Ecophyto 2018 : un plan national pour réduire de moitié l'usage des pesticides
Le plan Ecophyto, mis en place par le ministère de l'Agriculture et de la Pêche à la suite du Grenelle de l'environnement, vise à réduire de 50 % l'usage des produits phytopharmaceutiques en agriculture, à l'horizon 2018, si possible, tout en maintenant un niveau élevé de production. Il se décline en huit axes et 105 actions.
Réduire l'usage des pesticides, mais également limiter l'impact de ceux qui resteront indispensables pour protéger les cultures des parasites, mauvaises herbes et maladies, sans pour autant nuire à la compétitivité de l’agriculture française : tel est l’objectif ambitieux d’Ecophyto 2018.
Ce plan a été élaboré sur la base des conclusions d’un groupe de travail associant les représentants des utilisateurs, des fabricants, des élus, des scientifiques, des ONG, des administrations et présidé par Guy Paillotin, secrétaire perpétuel de l’Académie d’Agriculture.

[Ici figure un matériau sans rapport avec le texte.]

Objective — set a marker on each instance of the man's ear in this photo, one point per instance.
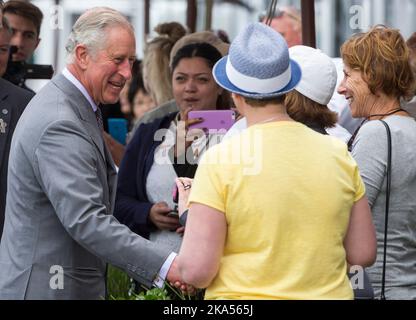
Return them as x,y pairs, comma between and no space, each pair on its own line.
81,56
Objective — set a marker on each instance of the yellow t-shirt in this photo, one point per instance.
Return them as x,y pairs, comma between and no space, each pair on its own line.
287,193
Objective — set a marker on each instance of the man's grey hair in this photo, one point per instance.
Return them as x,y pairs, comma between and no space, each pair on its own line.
90,29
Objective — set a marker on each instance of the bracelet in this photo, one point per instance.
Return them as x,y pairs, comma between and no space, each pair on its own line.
183,217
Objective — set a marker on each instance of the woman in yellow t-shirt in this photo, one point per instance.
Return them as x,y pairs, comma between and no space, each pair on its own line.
279,211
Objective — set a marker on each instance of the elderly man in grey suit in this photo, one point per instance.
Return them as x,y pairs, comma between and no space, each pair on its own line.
13,101
59,231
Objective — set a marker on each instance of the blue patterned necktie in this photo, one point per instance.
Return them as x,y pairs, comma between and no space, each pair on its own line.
99,117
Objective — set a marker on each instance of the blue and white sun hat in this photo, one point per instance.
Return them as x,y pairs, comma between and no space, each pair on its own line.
258,65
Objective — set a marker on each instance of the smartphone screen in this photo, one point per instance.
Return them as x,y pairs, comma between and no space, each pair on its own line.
213,119
117,128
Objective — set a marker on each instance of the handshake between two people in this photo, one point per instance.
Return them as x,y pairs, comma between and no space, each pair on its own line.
166,218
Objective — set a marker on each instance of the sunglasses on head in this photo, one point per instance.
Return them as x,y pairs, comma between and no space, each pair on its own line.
280,13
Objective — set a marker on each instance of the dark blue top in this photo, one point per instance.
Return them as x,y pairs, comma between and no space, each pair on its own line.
132,206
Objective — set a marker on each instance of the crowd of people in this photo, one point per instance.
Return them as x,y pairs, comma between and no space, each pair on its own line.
317,175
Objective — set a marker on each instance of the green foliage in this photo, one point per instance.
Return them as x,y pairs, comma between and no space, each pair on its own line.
121,287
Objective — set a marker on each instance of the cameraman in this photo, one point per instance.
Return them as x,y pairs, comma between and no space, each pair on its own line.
25,19
5,36
13,101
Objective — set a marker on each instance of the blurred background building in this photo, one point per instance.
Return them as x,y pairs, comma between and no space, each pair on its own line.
336,20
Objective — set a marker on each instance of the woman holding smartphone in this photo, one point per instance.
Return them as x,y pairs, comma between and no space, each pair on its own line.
158,152
288,229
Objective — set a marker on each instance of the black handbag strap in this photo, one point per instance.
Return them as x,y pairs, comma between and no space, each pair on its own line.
386,218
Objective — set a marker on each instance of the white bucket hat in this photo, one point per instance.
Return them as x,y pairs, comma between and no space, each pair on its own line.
258,65
319,74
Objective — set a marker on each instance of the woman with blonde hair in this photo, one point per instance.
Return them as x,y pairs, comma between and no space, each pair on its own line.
377,78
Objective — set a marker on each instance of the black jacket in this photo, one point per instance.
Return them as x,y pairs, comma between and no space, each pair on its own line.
13,101
132,206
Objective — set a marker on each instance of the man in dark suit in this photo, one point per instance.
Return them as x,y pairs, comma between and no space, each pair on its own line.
13,101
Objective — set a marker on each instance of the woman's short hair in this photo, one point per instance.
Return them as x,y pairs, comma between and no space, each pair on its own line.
382,56
307,111
411,44
211,55
156,71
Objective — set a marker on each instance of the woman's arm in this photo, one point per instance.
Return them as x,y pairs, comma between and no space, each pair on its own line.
360,241
370,152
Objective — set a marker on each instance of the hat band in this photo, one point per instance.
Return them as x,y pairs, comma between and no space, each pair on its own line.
250,84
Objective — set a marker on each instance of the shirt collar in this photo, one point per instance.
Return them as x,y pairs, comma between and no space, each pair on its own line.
67,74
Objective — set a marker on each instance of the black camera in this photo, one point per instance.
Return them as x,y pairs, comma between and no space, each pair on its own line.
18,71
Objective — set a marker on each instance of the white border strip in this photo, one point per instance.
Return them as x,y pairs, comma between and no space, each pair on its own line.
250,84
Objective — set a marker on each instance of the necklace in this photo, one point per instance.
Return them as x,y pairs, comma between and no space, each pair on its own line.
386,114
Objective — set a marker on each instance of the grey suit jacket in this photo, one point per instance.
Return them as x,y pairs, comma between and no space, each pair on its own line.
13,101
61,192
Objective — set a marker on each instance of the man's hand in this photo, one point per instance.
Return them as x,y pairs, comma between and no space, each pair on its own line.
184,188
158,216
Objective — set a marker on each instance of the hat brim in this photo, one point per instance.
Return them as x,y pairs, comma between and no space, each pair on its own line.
221,78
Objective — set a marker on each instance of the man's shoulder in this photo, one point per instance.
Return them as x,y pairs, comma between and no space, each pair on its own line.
14,93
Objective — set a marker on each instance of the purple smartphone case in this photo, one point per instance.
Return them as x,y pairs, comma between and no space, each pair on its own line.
213,119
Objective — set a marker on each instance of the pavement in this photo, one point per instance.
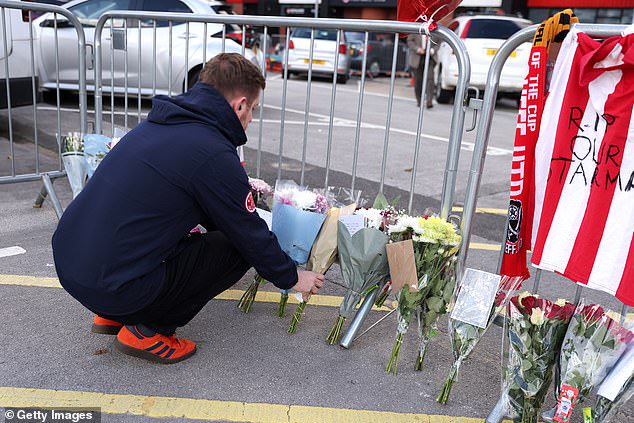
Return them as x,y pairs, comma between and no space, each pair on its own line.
248,368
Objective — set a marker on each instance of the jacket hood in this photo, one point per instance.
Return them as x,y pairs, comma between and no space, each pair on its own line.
201,104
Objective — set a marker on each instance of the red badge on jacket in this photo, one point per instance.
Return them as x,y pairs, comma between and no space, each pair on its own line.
249,204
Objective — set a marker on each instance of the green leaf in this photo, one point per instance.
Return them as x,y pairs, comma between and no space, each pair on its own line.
436,304
380,202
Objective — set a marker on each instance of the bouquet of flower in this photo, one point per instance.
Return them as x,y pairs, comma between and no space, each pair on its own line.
261,192
593,344
298,215
74,161
362,259
323,254
465,336
616,389
605,410
435,246
536,330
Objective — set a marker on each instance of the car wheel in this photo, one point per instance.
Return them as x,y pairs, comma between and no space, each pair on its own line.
342,79
374,69
194,74
442,96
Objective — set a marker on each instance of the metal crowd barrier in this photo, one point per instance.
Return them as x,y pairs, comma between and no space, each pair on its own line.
179,79
482,141
36,172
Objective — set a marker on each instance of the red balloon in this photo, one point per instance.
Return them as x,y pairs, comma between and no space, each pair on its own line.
425,10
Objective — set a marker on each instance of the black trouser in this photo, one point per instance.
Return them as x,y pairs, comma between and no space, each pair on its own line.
418,80
208,265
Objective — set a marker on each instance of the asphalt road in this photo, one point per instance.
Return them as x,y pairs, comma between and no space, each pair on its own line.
250,358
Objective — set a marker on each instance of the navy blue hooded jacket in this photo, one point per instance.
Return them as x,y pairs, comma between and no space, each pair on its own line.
174,170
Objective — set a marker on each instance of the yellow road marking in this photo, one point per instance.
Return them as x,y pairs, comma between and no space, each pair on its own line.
231,294
202,409
486,210
483,246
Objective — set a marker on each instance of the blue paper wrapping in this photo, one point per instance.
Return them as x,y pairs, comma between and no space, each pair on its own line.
296,230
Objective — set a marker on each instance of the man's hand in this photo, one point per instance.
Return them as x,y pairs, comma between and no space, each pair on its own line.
308,282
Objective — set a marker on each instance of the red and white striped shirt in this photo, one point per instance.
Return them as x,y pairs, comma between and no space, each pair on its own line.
583,224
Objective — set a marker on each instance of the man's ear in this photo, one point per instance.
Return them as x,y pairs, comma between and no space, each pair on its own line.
239,104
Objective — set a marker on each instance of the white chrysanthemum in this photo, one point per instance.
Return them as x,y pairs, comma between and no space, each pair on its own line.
403,224
373,217
304,200
537,316
561,302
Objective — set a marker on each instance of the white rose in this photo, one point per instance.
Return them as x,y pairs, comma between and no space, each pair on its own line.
537,316
304,199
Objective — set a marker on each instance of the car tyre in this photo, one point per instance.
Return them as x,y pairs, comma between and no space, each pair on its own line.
443,96
194,74
374,69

Il anticipe sur la Directive 2009/128/CE, parue au JOCE du 24 novembre 2009, qui instaure un cadre d'action communautaire pour parvenir à une utilisation des pesticides compatible avec le développement durable, et qui demande aux Etats membres d’adopter, avant le 14 décembre 2012, un plan d’action national fixant des objectifs, des mesures et un calendrier pour la réduction des risques liés à l’utilisation des pesticides.
Un plan ambitieux
Le plan Ecophyto prévoit :
- de diffuser le plus largement possible auprès des agriculteurs les pratiques connues, économes en produits phytopharmaceutiques (réseau de 3 000 fermes pilotes) ;
- de dynamiser la recherche sur les cultures économes en produits phytopharmaceutiques et d'en diffuser largement les résultats ;
- de renforcer, par la formation, la compétence de l'ensemble des acteurs de la chaîne pour réduire et sécuriser l'usage des produits phytopharmaceutiques (permis d'achat nécessaire à compter de 2014) ;
- de surveiller en temps réel les maladies et ravageurs des cultures afin d'avertir les exploitants et leur permettre de mieux cibler les traitements (bulletin de surveillance gratuit) ;
- de prendre en compte la situation spécifique des départements d'outre-mer en matière de risques phytosanitaires ;
- de mettre en oeuvre des actions spécifiques pour réduire et sécuriser l'usage des produits phytopharmaceutiques dans les espaces non-agricoles (parcs et jardins urbains…) ;
- de retirer du marché des produits contenant les substances les plus préoccupantes (30 substances utilisées dans 1 500 produits ont été retirées fin 2008, 10 substances supplémentaires seront retirées fin 2010).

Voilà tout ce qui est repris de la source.